To CoT or To Loop? A Formal Comparison Between Chain-of-Thought and Looped Transformers
Kevin Xu, Issei Sato
TL;DR
This work formalizes a comparison between Chain-of-Thought (CoT) prompting and Looped Transformers, two approaches to enhancing reasoning in Transformer-based models. It shows that Looped Transformers inherently support parallel solutions for deterministic computations modeled as directed acyclic graphs, achieving efficiency through depth-scaled loops, while CoT with stochastic decoding excels at probabilistic inference for compositional problems, leveraging self-reducibility and sampling. The paper proves polylogarithmic-time separations between the two paradigms under carefully defined problem settings, and demonstrates concrete task instances illustrating Loop TF advantages, as well as probabilistic CoT advantages in approximate counting and sampling. The findings provide practical guidance on when to deploy depth-driven recursion versus iterative reasoning, and suggest directions for extending the analysis to evaluate practical FLOPs and space limitations.
Abstract
Chain-of-Thought (CoT) and Looped Transformers have been shown to empirically improve performance on reasoning tasks and to theoretically enhance expressivity by recursively increasing the number of computational steps. However, their comparative capabilities are still not well understood.

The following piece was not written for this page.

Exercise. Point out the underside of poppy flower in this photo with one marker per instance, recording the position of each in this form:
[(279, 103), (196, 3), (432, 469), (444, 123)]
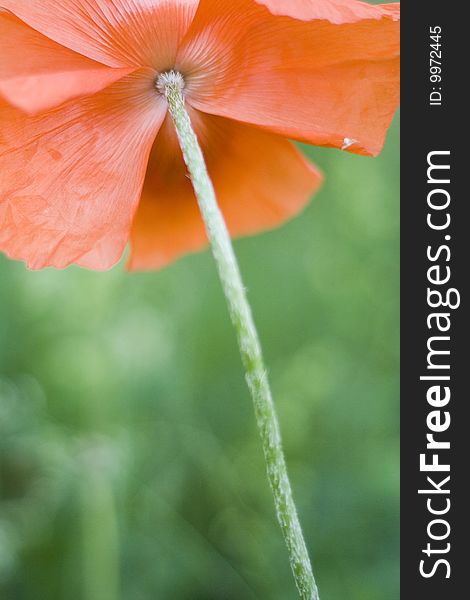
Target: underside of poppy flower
[(89, 158)]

In this paper, we provide a formal analysis of their respective strengths and limitations. We show that Looped Transformers can efficiently simulate parallel computations for deterministic tasks, which we formalize as evaluation over directed acyclic graphs. In contrast, CoT with stochastic decoding excels at approximate inference for compositional structures, namely self-reducible problems. These separations suggest the tasks for which depth-driven recursion is more suitable, thereby offering practical cues for choosing between reasoning paradigms.